Gladiatrices ou impératrices éperdues d'amour pour les héroïques combattants de l'arène: univers viril par excellence, le Colisée s'est conjugué au féminin, jeudi à Rome, pour la Journée du 8 mars, avec des visites spécialement consacrées à ces figures méconnues de l'Antiquité.

Pour qui Eppia, femme de sénateur, est-elle partie en Égypte? Pour qui a-t-elle «laissé ses enfants dans les pleurs?», s'interroge le poète latin Juvénal dans l'une de ses célèbres Satires. Pour Sergiolus: «bras cassé, grosse bosse en plein nez, oeil chassieux»... mais gladiateur!

À l'occasion de cette visite exceptionnelle, une comédienne, campée dans l'arène, déclame le texte où le satiriste témoigne avec férocité - jalousie? - du phénoménal attrait des gladiateurs aux yeux des femmes.

«Le fer, voilà ce qu'elles aiment!» s'énerve-t-il.

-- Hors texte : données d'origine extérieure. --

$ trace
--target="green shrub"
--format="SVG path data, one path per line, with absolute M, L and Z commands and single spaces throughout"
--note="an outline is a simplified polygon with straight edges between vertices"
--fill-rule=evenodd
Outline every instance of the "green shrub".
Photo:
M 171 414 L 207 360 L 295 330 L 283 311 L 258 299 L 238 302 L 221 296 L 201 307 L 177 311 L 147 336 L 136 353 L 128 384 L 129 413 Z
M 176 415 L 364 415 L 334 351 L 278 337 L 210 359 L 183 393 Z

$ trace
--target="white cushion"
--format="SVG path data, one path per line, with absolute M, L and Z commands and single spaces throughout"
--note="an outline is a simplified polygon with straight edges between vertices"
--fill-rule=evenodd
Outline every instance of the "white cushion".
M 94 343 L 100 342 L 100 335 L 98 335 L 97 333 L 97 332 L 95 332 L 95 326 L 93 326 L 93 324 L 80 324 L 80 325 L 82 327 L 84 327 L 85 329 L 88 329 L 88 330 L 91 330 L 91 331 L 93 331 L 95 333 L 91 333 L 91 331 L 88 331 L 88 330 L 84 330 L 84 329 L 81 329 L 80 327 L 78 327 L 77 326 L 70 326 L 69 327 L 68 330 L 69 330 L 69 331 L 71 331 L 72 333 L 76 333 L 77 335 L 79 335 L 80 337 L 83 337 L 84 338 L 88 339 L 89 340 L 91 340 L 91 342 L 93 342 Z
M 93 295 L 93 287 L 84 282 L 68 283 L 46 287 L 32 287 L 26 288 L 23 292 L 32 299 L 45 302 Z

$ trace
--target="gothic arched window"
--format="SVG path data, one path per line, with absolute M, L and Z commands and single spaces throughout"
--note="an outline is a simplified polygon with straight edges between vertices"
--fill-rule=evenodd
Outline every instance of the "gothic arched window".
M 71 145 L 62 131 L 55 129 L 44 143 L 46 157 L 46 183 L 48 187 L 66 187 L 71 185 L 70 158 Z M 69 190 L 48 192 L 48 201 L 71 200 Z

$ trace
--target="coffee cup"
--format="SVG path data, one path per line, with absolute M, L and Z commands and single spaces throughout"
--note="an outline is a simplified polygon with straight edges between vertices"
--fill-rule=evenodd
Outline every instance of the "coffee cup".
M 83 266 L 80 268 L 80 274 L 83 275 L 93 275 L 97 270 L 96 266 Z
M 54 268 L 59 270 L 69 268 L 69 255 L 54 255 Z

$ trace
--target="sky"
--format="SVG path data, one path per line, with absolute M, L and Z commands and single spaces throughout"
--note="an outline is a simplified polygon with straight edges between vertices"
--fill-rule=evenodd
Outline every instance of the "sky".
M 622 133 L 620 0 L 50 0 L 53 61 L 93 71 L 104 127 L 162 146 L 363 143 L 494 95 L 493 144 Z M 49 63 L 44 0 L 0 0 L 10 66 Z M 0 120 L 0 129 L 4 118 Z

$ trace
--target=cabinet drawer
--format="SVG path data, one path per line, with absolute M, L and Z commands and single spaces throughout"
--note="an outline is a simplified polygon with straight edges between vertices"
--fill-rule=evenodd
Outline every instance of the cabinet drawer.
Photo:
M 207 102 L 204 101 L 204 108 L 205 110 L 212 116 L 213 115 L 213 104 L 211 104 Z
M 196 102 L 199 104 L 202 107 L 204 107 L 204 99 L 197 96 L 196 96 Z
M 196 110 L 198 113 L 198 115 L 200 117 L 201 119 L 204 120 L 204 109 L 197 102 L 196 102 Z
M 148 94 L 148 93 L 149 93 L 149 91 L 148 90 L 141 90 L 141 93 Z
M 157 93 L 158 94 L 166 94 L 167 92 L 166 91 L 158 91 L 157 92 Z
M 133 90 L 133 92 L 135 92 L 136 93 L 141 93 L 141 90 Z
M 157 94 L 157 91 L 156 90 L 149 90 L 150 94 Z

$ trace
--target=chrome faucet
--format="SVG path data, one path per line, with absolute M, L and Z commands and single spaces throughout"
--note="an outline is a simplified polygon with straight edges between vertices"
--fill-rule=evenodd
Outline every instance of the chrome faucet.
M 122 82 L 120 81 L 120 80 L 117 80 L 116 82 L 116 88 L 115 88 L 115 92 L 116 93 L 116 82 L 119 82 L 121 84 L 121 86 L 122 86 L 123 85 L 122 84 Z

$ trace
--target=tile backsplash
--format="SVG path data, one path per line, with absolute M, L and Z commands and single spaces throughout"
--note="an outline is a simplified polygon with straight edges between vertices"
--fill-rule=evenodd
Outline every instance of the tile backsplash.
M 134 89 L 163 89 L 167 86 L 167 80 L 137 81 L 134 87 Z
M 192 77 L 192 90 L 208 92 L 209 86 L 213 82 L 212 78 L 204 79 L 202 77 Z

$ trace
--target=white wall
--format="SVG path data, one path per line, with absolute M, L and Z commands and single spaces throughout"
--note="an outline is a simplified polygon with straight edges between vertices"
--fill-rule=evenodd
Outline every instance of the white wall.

«Des femmes de sénateurs ou femmes de plus basse extraction, beaucoup étaient folles des gladiateurs. C'étaient des figures connues, comme les footballeurs aujourd'hui», explique Lucilla Rossi, qui mène cette visite sur les femmes aux temps du Colisée devant un public exclusivement féminin.

Mais, tempère-t-elle, «ce que l'on possède comme référence écrite de cette époque, ce ne sont que des récits d'hommes. Ils sont très critiques sur les femmes, sur leurs comportements, leurs sentiments, surtout quand elles se détachent des stéréotypes de la matrone romaine. Ce n'est pas vraiment impartial!»

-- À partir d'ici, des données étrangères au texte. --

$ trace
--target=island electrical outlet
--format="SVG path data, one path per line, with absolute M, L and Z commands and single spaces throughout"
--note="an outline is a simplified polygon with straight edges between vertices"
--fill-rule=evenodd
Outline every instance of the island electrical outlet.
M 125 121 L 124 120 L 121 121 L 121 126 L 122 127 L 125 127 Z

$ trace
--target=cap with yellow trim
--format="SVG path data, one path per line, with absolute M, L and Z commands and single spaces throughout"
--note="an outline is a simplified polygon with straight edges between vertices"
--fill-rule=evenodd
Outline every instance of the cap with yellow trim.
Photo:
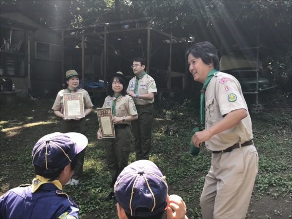
M 118 177 L 114 185 L 117 201 L 134 217 L 147 217 L 161 212 L 167 205 L 168 188 L 165 178 L 153 162 L 134 162 Z M 144 208 L 143 211 L 138 208 Z
M 55 132 L 45 135 L 33 149 L 33 164 L 41 168 L 43 173 L 52 173 L 62 169 L 87 146 L 87 138 L 82 134 Z

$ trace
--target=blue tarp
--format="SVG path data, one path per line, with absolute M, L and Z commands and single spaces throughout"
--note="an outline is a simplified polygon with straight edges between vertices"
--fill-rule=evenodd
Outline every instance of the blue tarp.
M 107 82 L 108 85 L 108 83 Z M 104 88 L 104 82 L 93 82 L 93 81 L 88 80 L 86 78 L 84 78 L 84 88 Z M 81 88 L 82 87 L 82 80 L 80 80 L 79 82 L 79 85 L 78 86 L 78 88 Z

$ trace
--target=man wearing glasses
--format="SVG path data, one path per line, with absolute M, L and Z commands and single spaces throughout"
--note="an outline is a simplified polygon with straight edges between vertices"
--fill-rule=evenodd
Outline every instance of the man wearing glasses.
M 136 75 L 129 82 L 127 93 L 134 99 L 138 119 L 131 122 L 135 137 L 136 160 L 149 160 L 153 122 L 154 95 L 157 89 L 154 79 L 145 72 L 146 62 L 143 58 L 133 59 L 131 66 Z

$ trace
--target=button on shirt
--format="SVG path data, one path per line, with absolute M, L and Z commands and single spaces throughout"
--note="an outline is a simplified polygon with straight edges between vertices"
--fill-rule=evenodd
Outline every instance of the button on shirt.
M 223 116 L 236 110 L 246 110 L 248 115 L 237 125 L 213 135 L 206 141 L 207 149 L 224 150 L 239 142 L 253 139 L 252 121 L 241 88 L 237 79 L 221 72 L 214 74 L 205 93 L 206 129 L 223 119 Z
M 89 94 L 87 91 L 85 91 L 84 89 L 80 89 L 76 92 L 82 93 L 84 110 L 91 108 L 93 106 L 93 105 L 91 103 L 90 99 L 90 96 L 89 96 Z M 63 106 L 64 103 L 64 101 L 63 100 L 63 94 L 64 93 L 71 93 L 71 92 L 69 91 L 67 89 L 64 89 L 60 91 L 59 91 L 57 94 L 57 97 L 56 97 L 56 99 L 52 109 L 54 110 L 60 110 L 61 112 L 63 113 L 63 112 L 64 111 L 64 108 Z
M 136 77 L 132 78 L 129 82 L 129 85 L 127 89 L 127 91 L 134 92 L 135 89 L 135 83 Z M 137 93 L 139 94 L 146 94 L 149 93 L 154 93 L 154 95 L 157 94 L 157 89 L 154 79 L 150 75 L 146 74 L 140 78 L 138 82 Z M 135 104 L 137 105 L 145 105 L 152 103 L 154 102 L 154 98 L 152 100 L 142 100 L 142 99 L 134 98 Z
M 110 107 L 111 108 L 112 101 L 112 97 L 108 96 L 105 100 L 103 108 Z M 128 95 L 126 95 L 125 96 L 120 96 L 116 99 L 115 106 L 116 116 L 118 117 L 138 115 L 133 98 Z M 130 122 L 126 120 L 126 122 L 121 123 L 121 124 L 130 125 Z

Autre victime de ces médisances? Faustine la Jeune, qui aurait trompé son empereur de mari, Marc-Aurèle, avec des gladiateurs, selon l'Histoire Auguste.

D'une de ces unions adultères serait né Commode, empereur cruel et sanguinaire (de 161 à 192) qui se plaisait à descendre lui-même combattre hommes et fauves. Mais dans cette affaire, les historiens auraient semble-t-il plutôt cherché à attaquer l'image de l'empereur plutôt que la vertu de Faustine...

Et dans cet univers de sang, de sable et de larmes, les femmes combattaient-elles elles-mêmes? «La thèse est controversée», reconnaît Lucilla Rossi,  mais de «nombreuses sources fiables en font état». Une mosaïque présentée au Colisée représente deux personnages - deux femmes? - traînant un animal, les armes à la main.

D'autres sources témoignent de l'existence de gladiatrices: Suétone évoque des spectacles nocturnes de combats de gladiatrices, le Satyricon de Pétrone mentionne une femme sur un char combattant des hommes...

«Mais c'était très limité», affirme la directrice du Colisée, Rossella Rea. «Plutôt un spectacle d'entr'acte, un spectacle de niche», dit-elle.

«L'effet de surprise, le spectaculaire étaient très recherchés», ajoute Mme Rossi. «Il y avait des animaux extraordinaires, comme des hippopotames ou des girafes, et des combats hors du commun comme des femmes contre des nains...»

Malgré ces comparaisons peu flatteuses, les visiteuses passionnées d'art et de culture ont apprécié. D'autant que pour cette visite, l'accès était ouvert à des espaces d'accès restreint, tels l'arène ou les étages supérieurs de l'amphithéâtre.

De plus, en ce 8 mars, l'entrée du Colisée, comme celles des autres monuments de Rome, était gratuite pour les femmes.